Love & Death in Modern German Literature
This module will be available in 2012-13
About this Module
This module provides an introduction to the problem of death and mortality in a secular culture and the compensatory role that (mainly erotic) love comes to play in the absence of belief in an afterlife in the modern condition. The module introduces you to major authors in literature, film and thought from the Enlightenment to Modernism. You will develop a sophisticated knowledge of the religious tradition and secular modern reflection thereon, both in general terms and in terms of the particular German traditions.
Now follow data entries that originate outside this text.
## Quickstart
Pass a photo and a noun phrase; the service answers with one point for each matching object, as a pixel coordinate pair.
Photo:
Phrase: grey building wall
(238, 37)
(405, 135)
Short texts (thought, lyrics and novellas) will be studied by authors including Ariès, Dollimore and Freud, also Lessing, Schiller, Goethe, Novalis, Clemens Brentano, E.T.,A. Hoffmann, Keller, Hofmannsthal and Kafka, also Bram Stoker and the films of Murnau, Neil Jordan, Coppola and others. The canon may vary according to student wishes.
Teaching and Learning
NB: the course will be taught as a 'Short fat module' in Terms 2 and 3 of 2012-13.
It will consist of seminars structured around student presentations, and will involve bi-weekly plenary sessions and a weekly seminar. The module will be taught primarily in German and assessed in German. Preparation of presentations, a weekly programme of reading, and participation in seminars will encourage you to broaden their knowledge base and improve your skills of analysis, argumentation, interpretation, team work and presentation. Attendance will be monitored in all teaching sessions. This module will be capped at 30.
Summative Assessment
- 1500-word commentary in German (25%)
- 3,500-word commentary/essay in German (75%)
Recommended Texts
The module Reader includes texts for the first half of the seminar: brief extracts from Lessing's Wie die Alten den Tod gebildet and Laocoön, Schiller, 'Die Götter Griechenlands', Goethe, Werther and 'Die Braut von Korinth', Novalis, Hymnen an die Nacht and 'Hymne', Zacharias Werner, 'Wer schleicht mit der Fackel', and Clemens Brentano, 'Lore lay'. Students should obtain this and read it before the seminar begins.
Students should purchase texts for the second half of the seminar, Stoker's Dracula, Keller's 'Regine' (from Das Sinngedicht), Hofmannsthal's 'Märchen der 672. Nacht', and Kafka's 'Der Jäger Gracchus'/'Im Hafen'.